In un articolo pubblicato su Le Monde, sul fenomeno filantropico negli Stati Uniti, François Meunier, economista dell’ENSAE Paris Tech, trae la conclusione che “il dono finisce per assumere uno statuto diverso; più che un reddito che abbandoniamo, diventa consumo di un bene superiore, che dà visibilità sociale, arricchimento morale personale, attività diversificate al momento della pensione, etc. “.
I ricchissimi coniugi Hancock della serie Dear White People non esitano a sottolineare in più occasioni che la loro generosità, lungi dall’essere gratuita, dà loro influenza e persino il diritto di decidere come verranno utilizzati i loro milioni, nell’obiettivo dichiarato a metà di porre fine all’integrazione degli studenti neri nella selezionatissima Winchester University. Lungi dall’essere gratuito, spesso implica, come i ricchissimi romani o elleni, fare il lavaggio sociale a un costo inferiore quando la donazione è esentasse, o altrimenti una forma di investimento sociale. Al di là della visibilità sociale e del rapporto con il resto della società, possiamo analizzare questo dispiegamento come appropriazione indiretta di beni pubblici.
L’edificio ricostruito di Notre-Dame de Paris non sarebbe quindi più il simbolo carico di storia dei soli cittadini francesi, ma il monumento, certamente comune, certamente pubblico, ma soprattutto sopravvissuto grazie a Pinault, Bettencourt e altri…
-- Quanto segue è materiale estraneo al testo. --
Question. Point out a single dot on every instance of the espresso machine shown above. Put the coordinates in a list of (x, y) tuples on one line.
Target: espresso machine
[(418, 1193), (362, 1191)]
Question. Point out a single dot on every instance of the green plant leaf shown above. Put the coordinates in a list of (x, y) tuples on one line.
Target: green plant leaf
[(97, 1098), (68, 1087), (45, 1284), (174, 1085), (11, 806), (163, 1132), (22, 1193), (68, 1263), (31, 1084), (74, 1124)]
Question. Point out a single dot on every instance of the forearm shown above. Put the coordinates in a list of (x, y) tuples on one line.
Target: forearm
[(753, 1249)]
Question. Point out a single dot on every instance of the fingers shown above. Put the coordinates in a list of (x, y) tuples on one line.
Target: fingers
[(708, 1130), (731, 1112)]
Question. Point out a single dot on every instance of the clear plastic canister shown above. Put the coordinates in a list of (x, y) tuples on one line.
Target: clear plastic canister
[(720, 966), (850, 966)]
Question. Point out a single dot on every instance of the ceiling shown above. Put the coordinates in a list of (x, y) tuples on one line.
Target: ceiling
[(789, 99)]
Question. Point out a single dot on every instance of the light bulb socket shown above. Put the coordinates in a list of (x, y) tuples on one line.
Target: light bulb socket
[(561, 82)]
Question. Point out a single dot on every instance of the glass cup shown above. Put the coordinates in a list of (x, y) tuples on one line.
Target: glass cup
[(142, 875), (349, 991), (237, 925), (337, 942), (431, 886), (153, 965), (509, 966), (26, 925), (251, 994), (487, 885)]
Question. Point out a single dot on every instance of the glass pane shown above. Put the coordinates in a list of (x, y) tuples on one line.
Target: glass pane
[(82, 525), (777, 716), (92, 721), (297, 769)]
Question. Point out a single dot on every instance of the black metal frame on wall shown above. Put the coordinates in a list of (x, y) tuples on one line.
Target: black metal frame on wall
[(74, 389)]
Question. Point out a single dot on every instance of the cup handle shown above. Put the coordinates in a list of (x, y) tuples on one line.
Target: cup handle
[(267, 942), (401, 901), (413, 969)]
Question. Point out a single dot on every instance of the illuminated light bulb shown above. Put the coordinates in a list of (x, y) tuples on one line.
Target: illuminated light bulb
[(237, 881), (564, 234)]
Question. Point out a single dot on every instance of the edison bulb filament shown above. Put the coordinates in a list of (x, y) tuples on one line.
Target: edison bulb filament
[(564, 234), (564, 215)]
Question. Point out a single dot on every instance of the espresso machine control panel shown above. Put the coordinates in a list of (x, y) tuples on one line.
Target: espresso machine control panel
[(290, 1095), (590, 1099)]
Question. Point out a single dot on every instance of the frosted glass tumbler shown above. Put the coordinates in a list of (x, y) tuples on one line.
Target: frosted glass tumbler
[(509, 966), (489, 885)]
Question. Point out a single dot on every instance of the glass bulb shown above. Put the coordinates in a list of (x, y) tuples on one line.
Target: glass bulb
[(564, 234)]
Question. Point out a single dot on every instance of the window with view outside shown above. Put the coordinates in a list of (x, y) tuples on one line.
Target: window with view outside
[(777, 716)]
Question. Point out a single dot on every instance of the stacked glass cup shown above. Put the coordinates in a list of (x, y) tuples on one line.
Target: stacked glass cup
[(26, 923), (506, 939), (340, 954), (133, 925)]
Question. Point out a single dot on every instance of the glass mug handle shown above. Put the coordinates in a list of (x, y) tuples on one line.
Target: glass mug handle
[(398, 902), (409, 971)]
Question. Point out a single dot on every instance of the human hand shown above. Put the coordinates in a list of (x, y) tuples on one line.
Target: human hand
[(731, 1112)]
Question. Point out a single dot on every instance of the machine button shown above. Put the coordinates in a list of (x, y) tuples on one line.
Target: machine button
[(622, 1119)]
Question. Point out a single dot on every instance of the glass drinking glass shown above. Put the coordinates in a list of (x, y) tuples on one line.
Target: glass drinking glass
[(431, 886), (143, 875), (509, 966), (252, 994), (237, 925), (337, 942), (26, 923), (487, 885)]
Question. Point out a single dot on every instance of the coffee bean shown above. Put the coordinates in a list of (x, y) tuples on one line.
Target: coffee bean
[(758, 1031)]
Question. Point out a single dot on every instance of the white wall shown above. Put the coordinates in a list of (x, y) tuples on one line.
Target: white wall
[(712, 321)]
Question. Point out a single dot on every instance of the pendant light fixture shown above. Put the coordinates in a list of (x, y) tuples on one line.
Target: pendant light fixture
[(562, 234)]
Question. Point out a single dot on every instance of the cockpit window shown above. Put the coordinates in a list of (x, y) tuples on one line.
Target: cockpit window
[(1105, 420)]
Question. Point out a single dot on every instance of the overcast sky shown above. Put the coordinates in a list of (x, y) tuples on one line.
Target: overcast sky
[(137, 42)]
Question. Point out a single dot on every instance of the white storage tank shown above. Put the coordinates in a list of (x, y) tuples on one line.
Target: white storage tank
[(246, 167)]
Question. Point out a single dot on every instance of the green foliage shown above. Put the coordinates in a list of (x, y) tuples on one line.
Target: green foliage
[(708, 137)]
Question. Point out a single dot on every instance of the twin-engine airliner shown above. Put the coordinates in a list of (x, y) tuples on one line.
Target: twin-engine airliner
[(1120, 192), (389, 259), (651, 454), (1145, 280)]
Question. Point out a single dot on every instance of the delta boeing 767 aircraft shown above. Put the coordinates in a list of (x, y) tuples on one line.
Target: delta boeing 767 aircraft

Come ha dimostrato Paul Veyne, le città antiche esistevano e sopravvivevano solo grazie al potere dei più ricchi che mantenevano clienti, monumenti, spettacoli e flussi di cibo. Allo stesso tempo, le autorità pubbliche erano inesistenti nel senso moderno e molto spesso venivano confuse con queste ultime.
In un momento di declino dei servizi pubblici organizzati attraverso la loro cosiddetta modernizzazione – un eufemismo che ben si addice alla spoliazione del nostro patrimonio comune, all’appropriazione di parte di esso da parte di attori privati attraverso partenariati pubblico-privati e altri finanziamenti innovativi – dobbiamo prevenire questo La generosità eccessiva, socialmente e politicamente più vantaggiosa delle strategie di evasione fiscale divenute sempre più insostenibili, guadagna troppo slancio perché questa generosità in definitiva serve solo a una parte sociale. In un momento in cui la tassazione dei più ricchi sta diventando una questione importante per le società moderne, l’evergetismo nella sua versione contemporanea potrebbe fungere da schermo ritardante affinché i più ricchi evitino una tassazione più equa.